Maximus argued against this that when we say Jesus was fully human, we must mean that he had not only a body and soul as we do, but also what Maximus called “human energy.” Energy names the power that gives us our natural way of being a creature in the world. An exhausted parent gets up to care for a child not because their body feels rested, and not because they are in that moment flooded by will power in the depths of their soul, but because they rely on a natural— even biological we could now say—impulse, or energy, to do the next right human thing. (I’ll need to say more in another post about the need to pay attention to habits that affect our human energy, for good and for ill.)

Jesus had all of that normal human energy, and it’s there, not anywhere else, that his life reveals God, becomes a divine revelation. He does human things in a divine way, Maximus says. 

Little incarnations

But the risk of saying it that way is that now we place ourselves in the midst of the discussion. We just made eye contact with the teacher. Now all that exists as the life force that my parents named “Tony” is fair game for divine revelation. I have, at least potentially, become “another mystery.” 

Theology 101 teaches that humans are made in the image of God. Maximus, though, takes us up to the upper level classes. Yes, all things are made in God’s image, little logoi reflecting the divine Logos. Humans, though, are the ones invited to take on this likeness by practicing the virtues like faithfulness, hopefulness, love, courage, and justice. In doing so, he said, we don’t just remain images of God. We develop practices that “manifest God who is invisible by nature” in our very bodies. All things are little images; humans are called to become little incarnations. 

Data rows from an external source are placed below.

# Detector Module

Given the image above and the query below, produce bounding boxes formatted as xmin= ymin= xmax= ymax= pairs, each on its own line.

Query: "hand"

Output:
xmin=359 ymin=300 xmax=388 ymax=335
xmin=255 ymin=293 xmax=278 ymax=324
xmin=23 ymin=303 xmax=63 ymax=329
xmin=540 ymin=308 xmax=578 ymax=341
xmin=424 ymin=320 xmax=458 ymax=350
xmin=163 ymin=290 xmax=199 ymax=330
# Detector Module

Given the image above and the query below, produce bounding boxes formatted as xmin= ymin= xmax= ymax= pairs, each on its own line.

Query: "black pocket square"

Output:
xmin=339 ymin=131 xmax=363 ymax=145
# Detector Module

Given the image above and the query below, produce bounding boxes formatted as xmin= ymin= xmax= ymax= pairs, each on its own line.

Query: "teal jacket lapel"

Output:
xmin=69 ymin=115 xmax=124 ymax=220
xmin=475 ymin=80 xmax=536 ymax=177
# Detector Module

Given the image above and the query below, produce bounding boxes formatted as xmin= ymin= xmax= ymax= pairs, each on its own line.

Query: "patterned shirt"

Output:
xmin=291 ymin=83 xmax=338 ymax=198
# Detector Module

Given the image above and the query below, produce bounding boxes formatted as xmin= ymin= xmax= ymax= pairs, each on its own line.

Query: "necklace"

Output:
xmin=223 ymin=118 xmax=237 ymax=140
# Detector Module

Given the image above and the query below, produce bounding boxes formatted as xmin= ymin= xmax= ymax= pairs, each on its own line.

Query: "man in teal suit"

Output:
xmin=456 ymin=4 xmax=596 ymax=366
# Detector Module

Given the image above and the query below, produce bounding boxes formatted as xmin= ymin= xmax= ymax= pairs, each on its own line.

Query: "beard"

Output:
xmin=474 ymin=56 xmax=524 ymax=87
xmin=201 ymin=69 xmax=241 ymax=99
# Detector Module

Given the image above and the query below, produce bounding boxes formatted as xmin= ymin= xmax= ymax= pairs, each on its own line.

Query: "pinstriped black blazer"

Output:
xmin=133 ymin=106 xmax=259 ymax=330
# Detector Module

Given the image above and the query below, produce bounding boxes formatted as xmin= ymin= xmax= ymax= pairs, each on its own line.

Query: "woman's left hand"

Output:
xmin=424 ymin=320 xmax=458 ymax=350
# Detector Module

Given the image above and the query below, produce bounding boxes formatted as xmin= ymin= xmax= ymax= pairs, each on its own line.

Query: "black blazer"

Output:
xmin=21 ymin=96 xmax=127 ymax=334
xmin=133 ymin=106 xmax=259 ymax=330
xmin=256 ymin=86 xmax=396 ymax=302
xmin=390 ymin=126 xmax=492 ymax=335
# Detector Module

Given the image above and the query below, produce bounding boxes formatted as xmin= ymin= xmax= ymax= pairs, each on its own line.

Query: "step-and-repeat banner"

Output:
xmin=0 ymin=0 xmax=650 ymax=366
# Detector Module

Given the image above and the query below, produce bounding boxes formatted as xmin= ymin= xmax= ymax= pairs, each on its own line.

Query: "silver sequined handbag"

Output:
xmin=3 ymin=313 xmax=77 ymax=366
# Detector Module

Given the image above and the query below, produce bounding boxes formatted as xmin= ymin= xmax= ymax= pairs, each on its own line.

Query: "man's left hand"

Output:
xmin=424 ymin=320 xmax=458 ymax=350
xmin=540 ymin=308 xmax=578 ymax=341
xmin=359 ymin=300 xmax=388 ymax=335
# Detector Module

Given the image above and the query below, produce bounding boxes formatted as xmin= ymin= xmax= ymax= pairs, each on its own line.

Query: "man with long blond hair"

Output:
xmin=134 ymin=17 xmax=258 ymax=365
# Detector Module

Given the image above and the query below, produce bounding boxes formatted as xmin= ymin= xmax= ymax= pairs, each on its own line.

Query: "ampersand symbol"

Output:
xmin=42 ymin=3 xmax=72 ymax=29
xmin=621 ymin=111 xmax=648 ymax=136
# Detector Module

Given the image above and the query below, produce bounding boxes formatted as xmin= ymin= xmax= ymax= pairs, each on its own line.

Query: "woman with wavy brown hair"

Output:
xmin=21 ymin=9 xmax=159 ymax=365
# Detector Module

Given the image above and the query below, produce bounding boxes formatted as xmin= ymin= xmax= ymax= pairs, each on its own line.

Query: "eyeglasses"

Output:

Becoming a little incarnation is not something we do alone, of course. The lives of saints and mentors show how natural human energy can be caught up into the energy of God. When I hear of the remarkable acts of faithfulness among Rwandan Christians, for instance, forgiving those who slaughtered their families, I am ready to say that I see human nature flooded from within by a mysteriously divine revelation. 

Mysterious Me

And then eventually I find that I too am called not just to claim my creation in God’s image, but to own my calling to grow into God’s incarnate likeness. I noticed that the hope and faithfulness taking shape in me is analogous to what I have seen in others: in saints like Maximus, in the Rwandan church, in the prayers of my grandparents… 

And as we consider all this evidence together, we find ourselves compelled to stand and say— bravely, even as our voice shakes and our knees wobble—that in Christ, we ourselves have become a beautiful, infinite, divine mystery.